Rosetta is the leading protein modeling tool, with proven performance in protein structure prediction, protein-ligand docking, protein-protein docking, antibody modeling, and structure modeling with experimental information (X-ray, NMR, Cryo-EM). Rosetta algorithms are tested and refined on real experimental data, and have consistently delivered actionable and verifiable wet-lab results.
Protein Structure Prediction
Rosetta consistently outperforms the competition in protein homology modeling at the bi-annual CASP competition and the weekly CAMEO contest (Song, Structure, 2013). Rosetta was the first software package to consistently predict small protein structures “ab initio”, with no homology (Kim, Proteins, 2014).
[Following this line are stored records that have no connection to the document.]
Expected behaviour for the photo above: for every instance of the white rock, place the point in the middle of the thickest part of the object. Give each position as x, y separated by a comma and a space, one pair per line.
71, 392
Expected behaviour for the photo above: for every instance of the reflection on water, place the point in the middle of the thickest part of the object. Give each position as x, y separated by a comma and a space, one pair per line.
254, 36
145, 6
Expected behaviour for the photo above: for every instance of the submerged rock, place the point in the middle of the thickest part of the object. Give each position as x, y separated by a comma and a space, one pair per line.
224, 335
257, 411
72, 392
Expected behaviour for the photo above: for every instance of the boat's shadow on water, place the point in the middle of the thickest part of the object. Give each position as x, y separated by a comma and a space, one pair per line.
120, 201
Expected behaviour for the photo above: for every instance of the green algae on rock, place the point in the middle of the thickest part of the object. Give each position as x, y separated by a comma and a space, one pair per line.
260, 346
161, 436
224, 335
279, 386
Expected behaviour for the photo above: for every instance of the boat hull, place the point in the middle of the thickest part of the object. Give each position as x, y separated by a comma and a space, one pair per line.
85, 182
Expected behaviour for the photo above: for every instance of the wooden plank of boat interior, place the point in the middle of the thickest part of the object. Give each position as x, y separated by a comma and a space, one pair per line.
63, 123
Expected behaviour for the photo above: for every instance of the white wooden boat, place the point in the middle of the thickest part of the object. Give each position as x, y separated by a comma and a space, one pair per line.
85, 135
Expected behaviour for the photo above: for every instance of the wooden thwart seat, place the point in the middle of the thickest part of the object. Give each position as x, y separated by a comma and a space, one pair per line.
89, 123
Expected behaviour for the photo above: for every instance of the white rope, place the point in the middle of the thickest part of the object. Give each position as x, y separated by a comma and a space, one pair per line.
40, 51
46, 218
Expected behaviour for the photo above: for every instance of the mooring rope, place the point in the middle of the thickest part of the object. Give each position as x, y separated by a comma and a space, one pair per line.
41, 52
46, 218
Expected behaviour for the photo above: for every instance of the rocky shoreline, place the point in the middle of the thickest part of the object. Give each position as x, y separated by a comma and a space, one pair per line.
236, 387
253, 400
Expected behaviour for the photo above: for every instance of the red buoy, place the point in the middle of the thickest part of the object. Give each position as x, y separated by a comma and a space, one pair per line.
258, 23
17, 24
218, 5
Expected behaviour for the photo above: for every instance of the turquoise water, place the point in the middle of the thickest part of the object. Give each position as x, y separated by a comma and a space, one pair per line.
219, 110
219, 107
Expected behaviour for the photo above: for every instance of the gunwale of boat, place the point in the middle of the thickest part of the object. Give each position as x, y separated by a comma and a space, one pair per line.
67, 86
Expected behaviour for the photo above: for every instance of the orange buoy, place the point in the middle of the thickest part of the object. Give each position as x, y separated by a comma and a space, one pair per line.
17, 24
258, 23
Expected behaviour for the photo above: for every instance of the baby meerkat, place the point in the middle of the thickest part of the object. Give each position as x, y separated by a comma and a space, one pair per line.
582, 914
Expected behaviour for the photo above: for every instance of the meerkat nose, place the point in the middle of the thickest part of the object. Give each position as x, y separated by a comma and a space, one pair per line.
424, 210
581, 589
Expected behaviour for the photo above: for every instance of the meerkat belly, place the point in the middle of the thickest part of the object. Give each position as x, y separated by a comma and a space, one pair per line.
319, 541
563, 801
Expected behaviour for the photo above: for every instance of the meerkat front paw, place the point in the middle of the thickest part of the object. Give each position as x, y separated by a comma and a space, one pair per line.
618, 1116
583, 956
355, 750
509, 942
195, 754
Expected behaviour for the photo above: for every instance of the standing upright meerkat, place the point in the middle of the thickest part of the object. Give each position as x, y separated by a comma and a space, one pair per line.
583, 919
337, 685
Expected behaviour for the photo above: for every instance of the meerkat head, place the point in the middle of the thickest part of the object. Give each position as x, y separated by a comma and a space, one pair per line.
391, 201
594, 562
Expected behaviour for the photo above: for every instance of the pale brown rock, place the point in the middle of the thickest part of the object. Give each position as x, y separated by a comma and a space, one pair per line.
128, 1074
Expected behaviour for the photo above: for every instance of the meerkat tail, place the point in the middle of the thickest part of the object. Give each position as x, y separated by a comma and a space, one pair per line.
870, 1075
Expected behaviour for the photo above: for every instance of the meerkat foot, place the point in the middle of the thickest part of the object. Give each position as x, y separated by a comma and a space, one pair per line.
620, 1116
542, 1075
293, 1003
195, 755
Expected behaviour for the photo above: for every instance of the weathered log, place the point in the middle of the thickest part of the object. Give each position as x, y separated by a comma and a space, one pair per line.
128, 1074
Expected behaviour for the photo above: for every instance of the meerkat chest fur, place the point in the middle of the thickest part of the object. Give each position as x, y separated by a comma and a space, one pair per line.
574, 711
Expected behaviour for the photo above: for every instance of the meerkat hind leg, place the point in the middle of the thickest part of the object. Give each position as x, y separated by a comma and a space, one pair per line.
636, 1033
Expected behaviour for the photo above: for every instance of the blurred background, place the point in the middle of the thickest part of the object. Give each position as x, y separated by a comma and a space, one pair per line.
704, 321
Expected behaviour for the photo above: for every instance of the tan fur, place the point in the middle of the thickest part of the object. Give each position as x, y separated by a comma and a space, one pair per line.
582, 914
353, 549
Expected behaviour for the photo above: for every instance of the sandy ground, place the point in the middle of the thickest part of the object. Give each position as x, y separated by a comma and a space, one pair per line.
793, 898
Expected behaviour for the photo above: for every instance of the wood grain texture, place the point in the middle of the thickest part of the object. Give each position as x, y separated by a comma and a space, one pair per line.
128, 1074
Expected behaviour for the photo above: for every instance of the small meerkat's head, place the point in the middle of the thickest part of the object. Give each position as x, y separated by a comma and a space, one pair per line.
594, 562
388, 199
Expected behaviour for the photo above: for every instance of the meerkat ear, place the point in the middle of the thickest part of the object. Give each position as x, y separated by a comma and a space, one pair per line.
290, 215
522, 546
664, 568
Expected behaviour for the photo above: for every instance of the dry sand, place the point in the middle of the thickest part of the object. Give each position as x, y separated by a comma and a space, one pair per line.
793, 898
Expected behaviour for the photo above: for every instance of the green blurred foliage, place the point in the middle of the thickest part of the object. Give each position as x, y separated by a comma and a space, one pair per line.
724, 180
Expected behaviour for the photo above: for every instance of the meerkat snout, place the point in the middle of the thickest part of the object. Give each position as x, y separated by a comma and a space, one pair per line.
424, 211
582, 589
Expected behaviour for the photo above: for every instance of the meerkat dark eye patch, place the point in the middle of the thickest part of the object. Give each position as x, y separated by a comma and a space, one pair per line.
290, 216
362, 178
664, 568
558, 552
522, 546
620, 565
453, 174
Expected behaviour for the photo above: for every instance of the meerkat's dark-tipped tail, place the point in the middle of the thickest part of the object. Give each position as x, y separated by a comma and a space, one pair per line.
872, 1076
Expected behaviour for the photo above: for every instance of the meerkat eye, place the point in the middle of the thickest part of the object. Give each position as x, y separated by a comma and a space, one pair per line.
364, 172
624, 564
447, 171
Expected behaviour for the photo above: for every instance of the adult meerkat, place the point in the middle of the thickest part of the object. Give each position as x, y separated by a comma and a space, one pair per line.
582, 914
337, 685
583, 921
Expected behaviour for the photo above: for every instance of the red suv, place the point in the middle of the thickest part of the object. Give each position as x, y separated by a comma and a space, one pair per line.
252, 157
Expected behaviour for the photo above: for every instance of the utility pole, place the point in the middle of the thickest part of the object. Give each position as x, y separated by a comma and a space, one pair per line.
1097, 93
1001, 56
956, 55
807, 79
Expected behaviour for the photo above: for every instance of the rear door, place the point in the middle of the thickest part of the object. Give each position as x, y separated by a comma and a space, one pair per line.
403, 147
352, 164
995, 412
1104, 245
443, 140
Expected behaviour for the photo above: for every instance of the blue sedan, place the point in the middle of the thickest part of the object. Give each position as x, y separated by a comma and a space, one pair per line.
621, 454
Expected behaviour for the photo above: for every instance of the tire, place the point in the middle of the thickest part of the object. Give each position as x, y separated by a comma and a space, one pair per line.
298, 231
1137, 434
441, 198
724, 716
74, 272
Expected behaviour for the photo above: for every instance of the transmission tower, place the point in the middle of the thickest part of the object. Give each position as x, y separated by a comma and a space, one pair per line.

Rosetta can be combined with experimental structural data to produce better structures, or new atomic-resolution structures that are otherwise impossible. Low-quality x-ray data can be used to produce high-resolution structures (Adams, Ann. Rev. Biophys. 2013), or sparse NMR data can be transformed into useful structures (Lange, PNAS, 2012).
Rosetta is the world leader in computer design of proteins, and has achieved a number of “firsts”, including the first full-computationally designed and experimentally verified protein and the first protein-binding protein designed in a computer.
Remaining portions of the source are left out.